• Kultura, głupcze!

    "Monika, ach Monika!"


    Jak już wspomniałem przy innej okazji, uważam, że programy typu talent show są nam potrzebne w tym samym stopniu, co słońce potrzebuje czekoladowych babeczek z rodzynkami, a ich uczestnicy karierę robią tak często, jak profesor Miodek błędy językowe.

    Przykład Moniki Brodki pokazuje, że chyba nawet temu wybitnemu znawcy języka polskiego zdarza się użyć „bynajmniej” w miejsce „przynajmniej”. Nie wiem, na ile „Idol” pomógł młodej dziewczynie z Twardorzeczki, ale wiem jedno – jest ona obecnie najciekawszą polską wokalistką.



    Wydana w 2010 roku płyta Granda była dla dotychczas znających Brodkę szokiem porównywalnym do widoku ubranego na biało diabła, sensownej wypowiedzi Kingi Rusin lub błyskawicznego przejścia z Sahary na Antarktydę. No bo jakże to?! Jak ktoś, kto nagrywał piosenki, w których porównywało się prędkość ich wpadania w ucho z prędkością ich wypadania, mógł nagrać tak odmienną, od tego, co do tej pory, tak dojrzałą artystycznie płytę? „Toż to szok!” – zakrzyknąłby Kazimierz Pawlak z „Samych swoich”.

    Decydując się na tak odważny krok, Brodka pokazała środkowy palec ogólnopolskim stacjom radiowym („nie puścimy tego! Zbyt skomplikowane!”), przygarniając jednocześnie spore grono fanów, wśród których jest już zapewne grupa, dla której Monika jest artystką wręcz kultową.

    Wydany właśnie singiel Varsovie potwierdza tylko, że Twardorzeczanka odnalazła swój prawdziwy, odpowiadający jej styl.
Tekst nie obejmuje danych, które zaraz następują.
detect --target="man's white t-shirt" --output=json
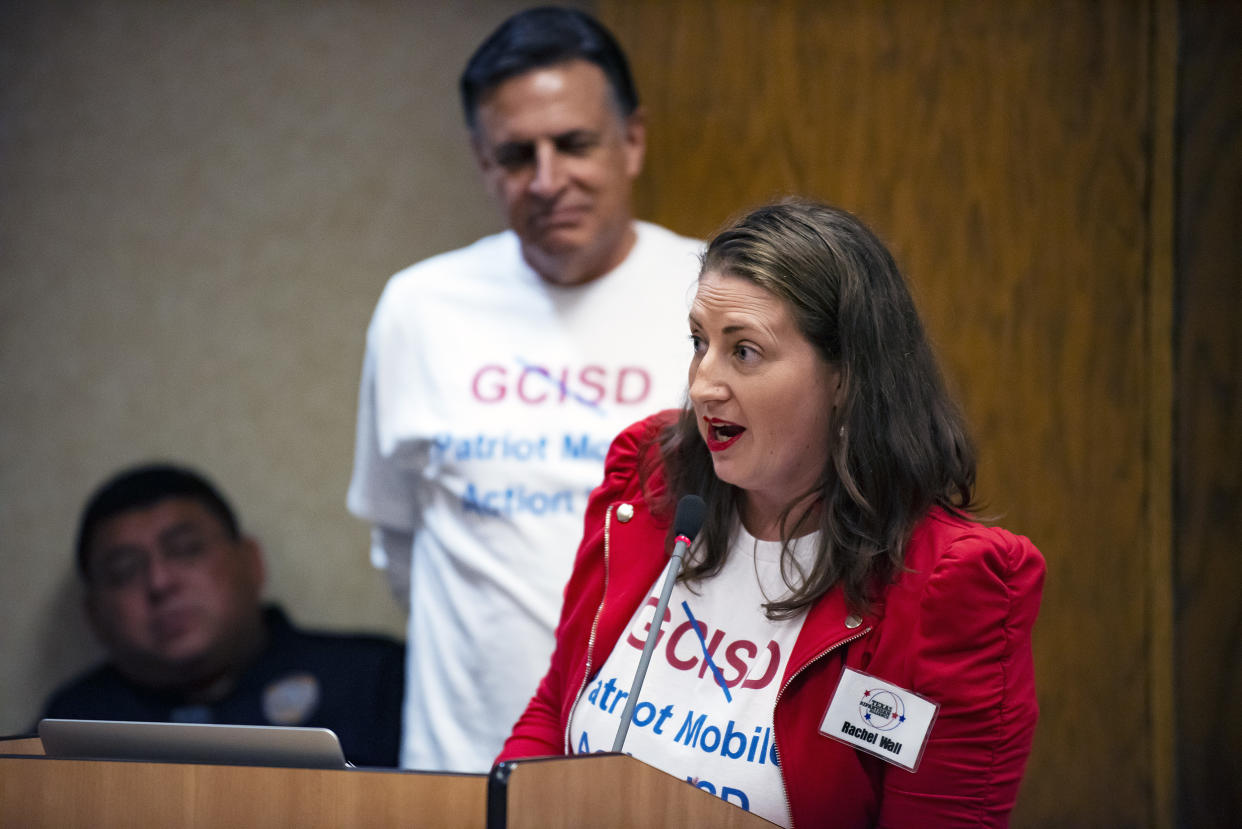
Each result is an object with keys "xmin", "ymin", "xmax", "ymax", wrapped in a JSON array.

A że praktycznie wszystkie pozostałe wokalistki w Polsce mogą jej jedynie pozazdrościć? No cóż – nie każdy dostaje talent, tak jak nie każdy potrafi połknąć pączka w całości. Bo nagrać tak doskonale letni przebój w sensie klimatu i jego energiczności (a nie w sensie jego sezonowości) potrafi tylko artysta ukształtowany z głową pełną dobrych pomysłów.
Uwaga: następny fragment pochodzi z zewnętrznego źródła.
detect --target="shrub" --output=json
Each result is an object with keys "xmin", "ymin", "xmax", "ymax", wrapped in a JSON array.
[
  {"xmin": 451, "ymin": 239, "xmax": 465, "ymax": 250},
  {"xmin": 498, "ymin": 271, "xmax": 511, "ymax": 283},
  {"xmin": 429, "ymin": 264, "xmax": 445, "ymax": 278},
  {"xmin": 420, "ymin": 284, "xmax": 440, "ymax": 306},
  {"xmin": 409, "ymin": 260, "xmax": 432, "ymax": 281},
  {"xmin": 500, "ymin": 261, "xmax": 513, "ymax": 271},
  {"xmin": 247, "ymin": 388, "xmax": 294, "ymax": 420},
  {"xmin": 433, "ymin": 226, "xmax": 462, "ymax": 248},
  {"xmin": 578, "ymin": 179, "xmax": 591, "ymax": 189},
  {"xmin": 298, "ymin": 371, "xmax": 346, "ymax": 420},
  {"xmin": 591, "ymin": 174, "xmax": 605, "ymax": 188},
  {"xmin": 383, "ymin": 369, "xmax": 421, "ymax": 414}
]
    zdjęcie: http://www.mowianamiescie.pl

    2 komentarze :

    1. Varsovie miażdży, a Brodka w końcu osiągnęła artystyczny poziom adekwatny do jej urody ; )

      OdpowiedzUsuń
    2. Jestem pod wrażeniem jej talentu od Grandy. Na pewno stać ją na jeszcze więcej, co udowodni. Teraz może talent show są niepotrzebne, po tylu latach poszukiwań trudno znaleźć kogoś sensownego, ale moim zdaniem Idol odegrał sporą rolę. Jaką karierę wybrali jego uczestnicy to jest zupełnie inna kwestia, ale Wydra, Makowiecki, Dąbrowska, Flinta czy Janosz wciąż należą do polskiej sceny muzycznej.